About a year later I found myself needing help transporting kids back home from diabetes camp. Kris had volunteered as a counselor all week and agreed to step in and help out. This was the first time I actually interacted with him aside from regular office visits where he was typically just “Carter’s dad”. There were 28 kids on the bus and he was exhausted. Together, though, we managed to keep all the kids alive and happy. Though he napped a little we still had enough conversation that made me want him to come work with me. Why though? I seriously can’t tell you. What I can tell you is that this is a God-sized story and He has been in control of this from day one. In less than a year, he was signed on to begin working as my full time CDE.
Shortly after we began working together, it became very clear that Kris and I had the same goals and a true desire to see diabetes management change in our area. My approach to diabetes management wasn’t quite like others and I learned pretty quickly that I could only go so far by myself. I needed someone to come alongside me to help me dream and implement all of these crazy plans and ideas. I wasn’t interested in being the lead or having someone else lead. I wanted to be a part of a healthy team. A team not afraid to dream and implement. A team that put patients first. A team unafraid to speak truth in love to patients.
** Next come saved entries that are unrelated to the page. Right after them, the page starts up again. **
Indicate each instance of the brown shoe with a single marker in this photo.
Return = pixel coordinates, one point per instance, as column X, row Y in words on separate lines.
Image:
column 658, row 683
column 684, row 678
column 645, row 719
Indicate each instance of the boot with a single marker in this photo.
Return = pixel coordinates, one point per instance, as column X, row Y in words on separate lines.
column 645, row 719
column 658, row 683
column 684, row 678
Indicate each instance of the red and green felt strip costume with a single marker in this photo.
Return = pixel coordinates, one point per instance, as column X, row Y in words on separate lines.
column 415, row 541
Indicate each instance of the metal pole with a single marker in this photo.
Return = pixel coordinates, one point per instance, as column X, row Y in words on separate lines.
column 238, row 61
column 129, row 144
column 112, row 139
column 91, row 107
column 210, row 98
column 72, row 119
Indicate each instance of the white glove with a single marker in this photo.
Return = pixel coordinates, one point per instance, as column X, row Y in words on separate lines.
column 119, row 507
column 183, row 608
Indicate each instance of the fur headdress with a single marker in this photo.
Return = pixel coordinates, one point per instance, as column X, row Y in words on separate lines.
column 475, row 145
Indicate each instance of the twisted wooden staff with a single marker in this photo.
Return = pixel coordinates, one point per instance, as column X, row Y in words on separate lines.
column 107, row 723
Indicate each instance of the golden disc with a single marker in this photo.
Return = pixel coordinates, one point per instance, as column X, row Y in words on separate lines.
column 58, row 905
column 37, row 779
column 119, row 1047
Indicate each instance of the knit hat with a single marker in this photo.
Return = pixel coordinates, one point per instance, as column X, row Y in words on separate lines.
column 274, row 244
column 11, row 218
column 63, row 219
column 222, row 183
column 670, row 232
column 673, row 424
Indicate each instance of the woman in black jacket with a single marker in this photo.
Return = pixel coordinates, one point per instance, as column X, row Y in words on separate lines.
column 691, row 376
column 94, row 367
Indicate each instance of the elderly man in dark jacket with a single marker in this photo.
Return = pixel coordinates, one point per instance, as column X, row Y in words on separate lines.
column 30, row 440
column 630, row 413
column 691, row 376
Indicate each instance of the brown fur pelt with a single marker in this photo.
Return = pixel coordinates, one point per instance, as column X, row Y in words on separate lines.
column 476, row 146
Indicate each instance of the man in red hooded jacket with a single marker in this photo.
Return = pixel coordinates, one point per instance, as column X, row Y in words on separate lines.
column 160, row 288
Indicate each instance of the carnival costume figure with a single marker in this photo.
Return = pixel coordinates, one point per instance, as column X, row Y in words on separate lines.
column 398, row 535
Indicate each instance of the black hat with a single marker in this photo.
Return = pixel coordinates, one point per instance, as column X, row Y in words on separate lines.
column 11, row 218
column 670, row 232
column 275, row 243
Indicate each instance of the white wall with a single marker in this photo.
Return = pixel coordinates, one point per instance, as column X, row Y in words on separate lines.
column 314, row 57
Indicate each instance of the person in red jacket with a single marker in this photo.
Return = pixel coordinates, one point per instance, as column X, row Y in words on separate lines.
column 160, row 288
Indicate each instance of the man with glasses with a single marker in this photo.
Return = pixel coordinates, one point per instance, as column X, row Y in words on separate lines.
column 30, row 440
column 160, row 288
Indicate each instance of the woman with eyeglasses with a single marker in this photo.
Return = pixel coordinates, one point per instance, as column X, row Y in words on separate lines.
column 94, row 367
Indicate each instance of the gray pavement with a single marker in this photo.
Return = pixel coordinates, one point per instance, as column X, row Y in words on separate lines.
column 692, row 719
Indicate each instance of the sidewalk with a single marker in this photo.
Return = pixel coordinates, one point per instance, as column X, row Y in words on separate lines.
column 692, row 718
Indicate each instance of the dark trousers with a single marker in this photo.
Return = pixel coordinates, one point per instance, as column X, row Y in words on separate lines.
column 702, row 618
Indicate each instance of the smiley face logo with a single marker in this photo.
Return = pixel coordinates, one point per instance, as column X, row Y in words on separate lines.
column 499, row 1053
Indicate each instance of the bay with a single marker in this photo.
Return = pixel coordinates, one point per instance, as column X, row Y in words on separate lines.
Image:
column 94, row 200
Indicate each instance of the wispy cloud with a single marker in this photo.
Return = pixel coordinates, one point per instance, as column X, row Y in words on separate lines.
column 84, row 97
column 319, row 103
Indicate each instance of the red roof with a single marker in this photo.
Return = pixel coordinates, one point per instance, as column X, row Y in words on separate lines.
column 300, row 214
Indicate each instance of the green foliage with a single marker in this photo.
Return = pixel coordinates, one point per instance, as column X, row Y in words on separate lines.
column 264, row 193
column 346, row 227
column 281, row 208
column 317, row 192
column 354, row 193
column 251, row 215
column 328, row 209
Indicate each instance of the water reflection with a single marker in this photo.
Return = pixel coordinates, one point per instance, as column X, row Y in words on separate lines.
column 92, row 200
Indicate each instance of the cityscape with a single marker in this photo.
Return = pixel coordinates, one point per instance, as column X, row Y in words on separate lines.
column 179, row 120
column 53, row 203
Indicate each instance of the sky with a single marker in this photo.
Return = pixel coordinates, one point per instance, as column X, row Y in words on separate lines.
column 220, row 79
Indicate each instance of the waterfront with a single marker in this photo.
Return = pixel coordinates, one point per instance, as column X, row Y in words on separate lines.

I not only got that in Kris but the more we talked and planned the more we realized that we truly and very organically complimented each other’s strengths and weaknesses. Kris is by far the dreamer and I am the implementer; both of us capable of being the opposite but all-the-while knowing our places. His desire to innovate and love for technology began to transform our patients’ management and communication processes within months of us starting to work together. It may have intimidated some, but not me. I was ecstatic. This is what I had wanted for so long. It took about 12 months of us working together for the idea of EDC to begin to form; “where real life meets diabetes”.